Dreizehn Spiele, zehn Siege, keine Niederlage – einhundertneun Tage der Freude. Der Mythos ist auf dem Heimweg.
Wort mit „H“, löst große Glücksgefühle aus, 13 Buchstaben? Die Überschrift ist diesmal symbolisch kurz, schlicht und effektiv gewählt. Eigentlich hätten es Versionen wie „Zeit für Besinnlichkeit“ (die ist jetzt spätestens eingekehrt), „Drei Chancen, vier Tore“ (klingt komisch, is' aber so) oder „Der Heilige Gral des Zweitligafußballs“ ebenfalls bestens umschrieben, was dieser Abend in Freiburg dem Unternehmen Wiederaufstieg gebracht hat. Übrigens ist dies das erste Mal, dass ich das ominöse Wort „Wiederaufstieg“ in dieser Saison in die Tasten haue. Bisher ist mir allein die optimistische Umschreibung „Ein-Jahres-Praktikum“ über die Lippen gekommen. Zudem hat Ottmar Hitzfeld uns am 31.10. bescheinigt, dass wir uns um jenen Wiederaufstieg keine Sorgen machen müssten.

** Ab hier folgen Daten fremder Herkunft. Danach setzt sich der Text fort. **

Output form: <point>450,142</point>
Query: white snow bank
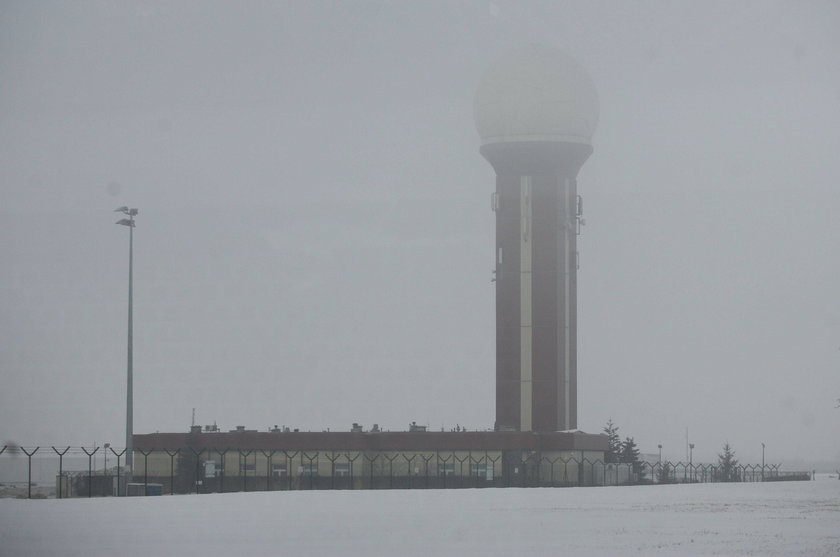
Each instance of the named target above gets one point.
<point>788,518</point>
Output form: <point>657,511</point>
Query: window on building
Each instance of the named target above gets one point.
<point>482,470</point>
<point>309,468</point>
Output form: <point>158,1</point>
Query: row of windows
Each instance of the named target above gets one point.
<point>342,469</point>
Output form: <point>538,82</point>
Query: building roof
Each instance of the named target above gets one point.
<point>373,441</point>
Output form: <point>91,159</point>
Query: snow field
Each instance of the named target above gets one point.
<point>786,518</point>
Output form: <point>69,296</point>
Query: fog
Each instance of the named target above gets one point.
<point>314,241</point>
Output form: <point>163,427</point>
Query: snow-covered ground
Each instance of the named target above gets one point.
<point>788,518</point>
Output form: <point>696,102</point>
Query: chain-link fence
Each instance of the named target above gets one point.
<point>96,471</point>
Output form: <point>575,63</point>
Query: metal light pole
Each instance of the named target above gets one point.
<point>129,405</point>
<point>691,461</point>
<point>762,462</point>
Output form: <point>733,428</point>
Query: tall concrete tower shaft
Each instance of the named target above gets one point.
<point>536,112</point>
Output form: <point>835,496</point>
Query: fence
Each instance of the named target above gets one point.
<point>76,472</point>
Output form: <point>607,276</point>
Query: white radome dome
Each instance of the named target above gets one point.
<point>536,94</point>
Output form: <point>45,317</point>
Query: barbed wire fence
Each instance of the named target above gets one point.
<point>98,471</point>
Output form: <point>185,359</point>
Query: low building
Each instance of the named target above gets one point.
<point>247,460</point>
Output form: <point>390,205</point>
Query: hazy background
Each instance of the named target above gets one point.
<point>315,239</point>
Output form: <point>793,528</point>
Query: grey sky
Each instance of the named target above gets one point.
<point>315,239</point>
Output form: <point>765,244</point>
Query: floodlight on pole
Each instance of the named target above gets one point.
<point>129,406</point>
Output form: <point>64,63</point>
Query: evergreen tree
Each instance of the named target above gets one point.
<point>629,452</point>
<point>665,473</point>
<point>630,455</point>
<point>727,464</point>
<point>614,442</point>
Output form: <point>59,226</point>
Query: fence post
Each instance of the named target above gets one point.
<point>90,470</point>
<point>332,457</point>
<point>29,477</point>
<point>172,469</point>
<point>60,468</point>
<point>145,470</point>
<point>243,466</point>
<point>390,460</point>
<point>352,461</point>
<point>197,466</point>
<point>289,461</point>
<point>426,466</point>
<point>269,473</point>
<point>371,462</point>
<point>408,466</point>
<point>312,472</point>
<point>118,455</point>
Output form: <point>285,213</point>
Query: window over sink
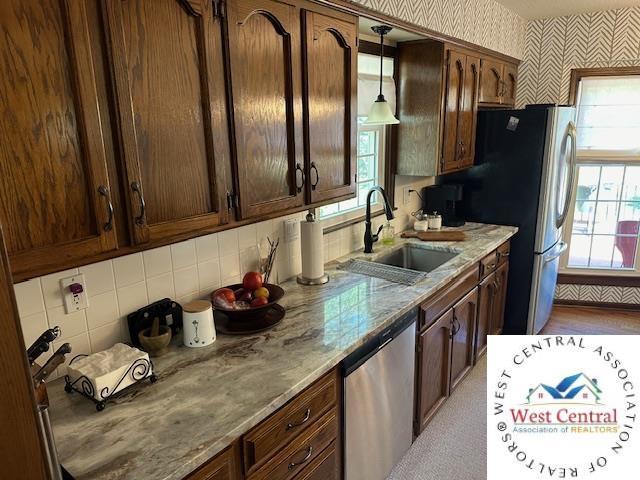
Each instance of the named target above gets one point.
<point>603,229</point>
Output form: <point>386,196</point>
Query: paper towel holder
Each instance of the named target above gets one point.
<point>312,281</point>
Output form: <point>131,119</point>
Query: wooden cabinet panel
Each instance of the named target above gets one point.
<point>53,164</point>
<point>330,66</point>
<point>172,114</point>
<point>463,337</point>
<point>434,369</point>
<point>491,81</point>
<point>225,466</point>
<point>510,84</point>
<point>502,274</point>
<point>454,98</point>
<point>264,54</point>
<point>279,429</point>
<point>486,302</point>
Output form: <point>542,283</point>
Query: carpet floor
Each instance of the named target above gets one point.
<point>453,447</point>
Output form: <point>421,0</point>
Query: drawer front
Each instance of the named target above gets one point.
<point>288,422</point>
<point>503,253</point>
<point>325,467</point>
<point>488,264</point>
<point>433,308</point>
<point>302,451</point>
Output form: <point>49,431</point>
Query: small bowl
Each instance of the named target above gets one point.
<point>275,294</point>
<point>155,346</point>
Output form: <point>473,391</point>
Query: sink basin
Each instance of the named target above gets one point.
<point>416,258</point>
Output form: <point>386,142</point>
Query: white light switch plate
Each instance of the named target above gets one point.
<point>74,301</point>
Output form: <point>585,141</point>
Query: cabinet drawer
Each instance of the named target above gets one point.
<point>325,467</point>
<point>503,252</point>
<point>288,422</point>
<point>488,264</point>
<point>431,309</point>
<point>302,451</point>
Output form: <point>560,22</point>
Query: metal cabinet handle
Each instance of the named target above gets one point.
<point>315,169</point>
<point>104,191</point>
<point>307,416</point>
<point>299,169</point>
<point>304,460</point>
<point>139,220</point>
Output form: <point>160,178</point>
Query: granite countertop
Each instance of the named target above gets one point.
<point>206,398</point>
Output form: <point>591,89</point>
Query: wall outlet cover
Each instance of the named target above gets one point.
<point>74,292</point>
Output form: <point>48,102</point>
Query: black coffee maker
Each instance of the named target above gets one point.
<point>443,199</point>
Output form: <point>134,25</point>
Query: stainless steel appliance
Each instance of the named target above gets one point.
<point>378,401</point>
<point>523,176</point>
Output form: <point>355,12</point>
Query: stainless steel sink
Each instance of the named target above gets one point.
<point>416,258</point>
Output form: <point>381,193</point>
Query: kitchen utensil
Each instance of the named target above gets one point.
<point>41,345</point>
<point>275,294</point>
<point>54,362</point>
<point>227,326</point>
<point>437,235</point>
<point>168,311</point>
<point>155,340</point>
<point>199,330</point>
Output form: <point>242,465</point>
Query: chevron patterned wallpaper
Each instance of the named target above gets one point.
<point>554,46</point>
<point>482,22</point>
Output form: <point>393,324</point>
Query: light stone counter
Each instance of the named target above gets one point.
<point>205,398</point>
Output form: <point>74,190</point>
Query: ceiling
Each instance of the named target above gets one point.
<point>532,9</point>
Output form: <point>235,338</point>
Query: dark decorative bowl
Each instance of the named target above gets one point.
<point>252,313</point>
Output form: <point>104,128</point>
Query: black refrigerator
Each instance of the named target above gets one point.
<point>523,176</point>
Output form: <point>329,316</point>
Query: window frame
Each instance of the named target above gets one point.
<point>595,157</point>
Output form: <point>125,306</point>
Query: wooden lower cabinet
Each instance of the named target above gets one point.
<point>463,336</point>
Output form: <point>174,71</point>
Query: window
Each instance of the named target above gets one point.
<point>371,139</point>
<point>605,219</point>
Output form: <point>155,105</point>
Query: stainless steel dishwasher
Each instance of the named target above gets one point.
<point>378,401</point>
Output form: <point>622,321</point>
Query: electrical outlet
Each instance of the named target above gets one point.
<point>74,291</point>
<point>406,195</point>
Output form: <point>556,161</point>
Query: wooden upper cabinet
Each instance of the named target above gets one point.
<point>54,190</point>
<point>168,69</point>
<point>330,76</point>
<point>266,77</point>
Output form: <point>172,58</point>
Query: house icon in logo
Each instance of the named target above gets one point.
<point>578,388</point>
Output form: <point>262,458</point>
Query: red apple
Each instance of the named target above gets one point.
<point>252,281</point>
<point>259,302</point>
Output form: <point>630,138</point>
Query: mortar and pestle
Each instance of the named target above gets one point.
<point>155,340</point>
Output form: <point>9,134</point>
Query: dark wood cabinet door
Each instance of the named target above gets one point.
<point>486,302</point>
<point>491,86</point>
<point>331,51</point>
<point>434,369</point>
<point>468,113</point>
<point>266,77</point>
<point>502,274</point>
<point>168,62</point>
<point>53,166</point>
<point>510,84</point>
<point>454,98</point>
<point>463,336</point>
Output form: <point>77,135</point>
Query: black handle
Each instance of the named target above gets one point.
<point>299,169</point>
<point>139,220</point>
<point>304,460</point>
<point>315,169</point>
<point>104,191</point>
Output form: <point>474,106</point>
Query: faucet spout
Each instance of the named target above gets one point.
<point>369,237</point>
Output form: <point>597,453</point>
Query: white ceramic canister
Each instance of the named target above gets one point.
<point>198,329</point>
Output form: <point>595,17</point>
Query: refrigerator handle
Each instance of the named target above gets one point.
<point>571,134</point>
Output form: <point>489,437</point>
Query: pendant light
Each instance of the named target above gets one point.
<point>380,113</point>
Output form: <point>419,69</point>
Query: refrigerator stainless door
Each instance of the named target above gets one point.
<point>378,420</point>
<point>557,177</point>
<point>543,286</point>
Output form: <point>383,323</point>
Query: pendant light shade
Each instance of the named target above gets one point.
<point>380,112</point>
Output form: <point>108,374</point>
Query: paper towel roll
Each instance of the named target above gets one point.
<point>312,249</point>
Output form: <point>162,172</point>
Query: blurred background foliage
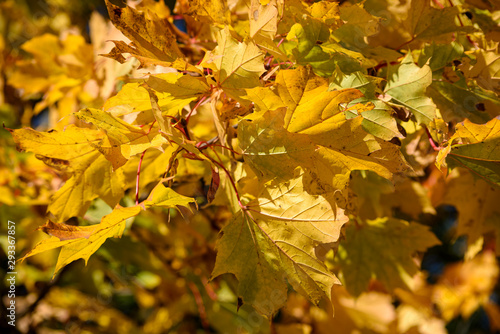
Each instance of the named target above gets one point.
<point>155,279</point>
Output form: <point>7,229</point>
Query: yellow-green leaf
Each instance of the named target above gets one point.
<point>236,65</point>
<point>75,246</point>
<point>174,92</point>
<point>152,39</point>
<point>278,241</point>
<point>167,198</point>
<point>382,249</point>
<point>129,140</point>
<point>482,154</point>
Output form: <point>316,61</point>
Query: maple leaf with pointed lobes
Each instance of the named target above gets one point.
<point>275,242</point>
<point>80,242</point>
<point>74,153</point>
<point>478,151</point>
<point>377,121</point>
<point>406,85</point>
<point>310,130</point>
<point>125,140</point>
<point>153,42</point>
<point>236,65</point>
<point>382,249</point>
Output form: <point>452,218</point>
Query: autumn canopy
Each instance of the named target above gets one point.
<point>268,166</point>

Sorgen gehören seit Monaten wahrhaftig nicht mehr zum Alltag eines Fohlen-Anhängers. Eigentlich beschäftigt derzeit – man darf ruhig mal vorausschauend sein – allein die Frage, ob die Luhukay'sche Philosophie dieses Sports, bedacht auf Kontrolle und Effektivität, das Überleben in Liga Eins ermöglichen würde. (Der Konjunktiv ist an dieser Stelle bedacht gewählt.)
Premiere-Kommentator Wolff-Christoph Fuss bringt es gleich zu Beginn auf den Punkt: In dieser Partie der besten Heimmannschaft Freiburg gegen die beste Auswärtstruppe Gladbach suche man den „Heiligen Gral des Zweitligafußballs“. Offensives Feuerwerk auf der Basis einer intakten Defensive gegen kontrollierten Katastrophenschutz mit brandstifterischen Qualitäten – was befugt mit größerer Sicherheit zum Aufstieg in die Bundesliga?
Es dauert keine sechs Minuten bis die Borussia eindrucksvoll das erste Tor markiert – ein besseres Argument kann es nie geben. Neuville beendet die Anfangsmomente des Abtastens mit einem seiner Sololäufe auf der linken Seite. In Abwesenheit von Marin und Ndjeng spielt Gladbach ohne seine zwei größten Kreativkräfte und der 34-jährige Kapitän reißt diese Rolle sofort an sich. Es soll nicht sein einziger Geistesblitz bleiben.
Auf Höhe des Strafraums nimmt er das Tempo raus, serviert den Ball flach in den Strafraum, wo Friend das Leder nach einer Ballannahme und Körpertäuschung in Personalunion ins Tor befördert. Sein zehntes Saisontor. Jetzt darf der Kanadier rehabilitiert in die Winterpause gehen, ohne im Traum vom „weißen Kahê“ verfolgt zu werden. Das hat er sich redlich verdient.
Parallelen zum Spiel in Fürth werden deutlich. Die spielstarke Heimmannschaft hat mehr Ballbesitz, lässt seine offensiven Fähigkeiten jedoch eher selten aufblitzen. Gladbach besinnt sich in der Folgezeit darauf, das Tempo aus dem Spiel zu nehmen und den Ball, wenn überhaupt, sicher nach vorne zu tragen. Das sieht in der ersten Hälfte nicht unbedingt schön aus, ist aber effektiv und zahlt sich aus. Die Angriffsaktionen des SC Freiburg werden entweder von der Viererkette geklärt oder der letzte Pass findet einfach keinen Abnehmer.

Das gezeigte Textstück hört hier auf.